May is National Wildfire Awareness month. Thinking of this fact is not only sobering but brings with it a sense of urgency to prepare for the upcoming wildfire season.
We have already seen wildfires in California this month with homes lost and lands destroyed as temperatures have begun to rise as drier conditions continue in the West.
Hotter, drier summers and longer fire seasons, combined with unhealthy forests, have led to increases in fire starts and areas burned in Washington according to the Department of Natural Resources (DNR). As we know, the fires in 2014 and 2015 burned almost 1.5 million acres of public and private forestlands and cost more than $500 million to suppress. In 2020, the Cold Springs and Pearl Hill fires in Okanogan and Douglas counties were very troubling.
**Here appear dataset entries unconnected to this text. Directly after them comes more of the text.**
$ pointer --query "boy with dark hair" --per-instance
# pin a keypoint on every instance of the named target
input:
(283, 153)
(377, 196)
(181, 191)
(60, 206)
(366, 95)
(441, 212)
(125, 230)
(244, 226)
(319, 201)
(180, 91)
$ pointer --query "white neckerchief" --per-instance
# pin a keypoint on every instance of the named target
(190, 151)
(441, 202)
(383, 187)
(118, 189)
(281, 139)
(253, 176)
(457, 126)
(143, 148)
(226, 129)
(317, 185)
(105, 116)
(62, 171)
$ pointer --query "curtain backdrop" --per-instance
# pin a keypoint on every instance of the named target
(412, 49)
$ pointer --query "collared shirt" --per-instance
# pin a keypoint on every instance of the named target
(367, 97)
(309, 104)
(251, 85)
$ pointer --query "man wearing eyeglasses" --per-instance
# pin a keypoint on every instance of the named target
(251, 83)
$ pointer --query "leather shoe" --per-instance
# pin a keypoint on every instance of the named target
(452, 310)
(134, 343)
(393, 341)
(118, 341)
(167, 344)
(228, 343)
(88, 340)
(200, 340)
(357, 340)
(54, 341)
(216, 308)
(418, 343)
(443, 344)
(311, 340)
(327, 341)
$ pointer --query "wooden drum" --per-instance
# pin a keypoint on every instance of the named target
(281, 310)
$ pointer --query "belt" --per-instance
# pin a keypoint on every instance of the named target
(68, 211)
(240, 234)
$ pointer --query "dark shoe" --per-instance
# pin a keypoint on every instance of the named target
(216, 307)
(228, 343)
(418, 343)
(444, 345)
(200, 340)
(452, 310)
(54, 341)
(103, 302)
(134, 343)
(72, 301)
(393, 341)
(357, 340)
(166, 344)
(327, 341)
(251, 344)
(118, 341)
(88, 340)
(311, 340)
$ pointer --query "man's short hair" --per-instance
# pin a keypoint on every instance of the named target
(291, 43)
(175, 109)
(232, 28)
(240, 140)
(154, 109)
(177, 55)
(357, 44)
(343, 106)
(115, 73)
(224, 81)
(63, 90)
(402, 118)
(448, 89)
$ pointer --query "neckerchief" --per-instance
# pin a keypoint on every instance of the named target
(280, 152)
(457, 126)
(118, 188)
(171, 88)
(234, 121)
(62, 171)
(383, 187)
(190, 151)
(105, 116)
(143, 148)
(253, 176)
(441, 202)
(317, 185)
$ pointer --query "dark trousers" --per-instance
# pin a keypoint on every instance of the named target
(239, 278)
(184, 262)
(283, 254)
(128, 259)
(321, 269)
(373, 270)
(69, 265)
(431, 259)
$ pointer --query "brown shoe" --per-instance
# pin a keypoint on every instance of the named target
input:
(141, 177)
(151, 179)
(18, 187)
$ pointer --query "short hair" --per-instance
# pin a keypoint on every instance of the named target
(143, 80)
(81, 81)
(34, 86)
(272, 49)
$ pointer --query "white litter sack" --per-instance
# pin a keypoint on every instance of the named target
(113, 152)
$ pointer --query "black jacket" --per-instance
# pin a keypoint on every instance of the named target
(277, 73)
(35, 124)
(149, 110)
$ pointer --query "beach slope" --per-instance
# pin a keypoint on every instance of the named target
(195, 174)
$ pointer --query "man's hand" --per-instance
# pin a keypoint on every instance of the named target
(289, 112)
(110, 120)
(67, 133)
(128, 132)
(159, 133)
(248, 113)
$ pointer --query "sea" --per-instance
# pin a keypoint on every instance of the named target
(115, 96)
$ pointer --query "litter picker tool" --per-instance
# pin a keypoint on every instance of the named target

In 2021, wildfires continued to impact our region, including Wenatchee’s Red Apple Fire and the Methow Valley’s Cedar Creek and Cub Creek fires.
We know that forest fires are a part of nature, but they are getting more and more dangerous and expensive each year. So, what can you do as a property owner to begin to prepare for the upcoming wildfire season?
To begin with, each landowner should review what types of fuel loads exist on their property. Fuels are anything that can burn long enough to sustain heat or spread to other items or vegetation. Vegetation is the most common fuel that can ignite a wildland fire. However, property owners also need to consider items such as wooden fencing that can act as an ignition source which can then transfer to nearby buildings.
Homeowners also need to remove any lumber laying around the outside of the home that could serve as additional fuel for embers that can fly into structures. Additionally, please consider your cars, boats and campers and any other items laying in your driveway as potential fuel and once those items begin to burn, it can lead to ignition of your home or other structures.
Making changes now, when you have the time to prepare, will help you be a more effective landowner who is ready for wildfire. Additionally, if you are in the middle of a wildland fire and your home and property is under ignition, the best thing you can do is evacuate your family and pets.
The bottom line is that preparing now is better than preparing later. If you have even the slightest risk of a home ignition from wildfire this season, protect and prepare your home and family today as it is never too soon to start wildfire preparedness.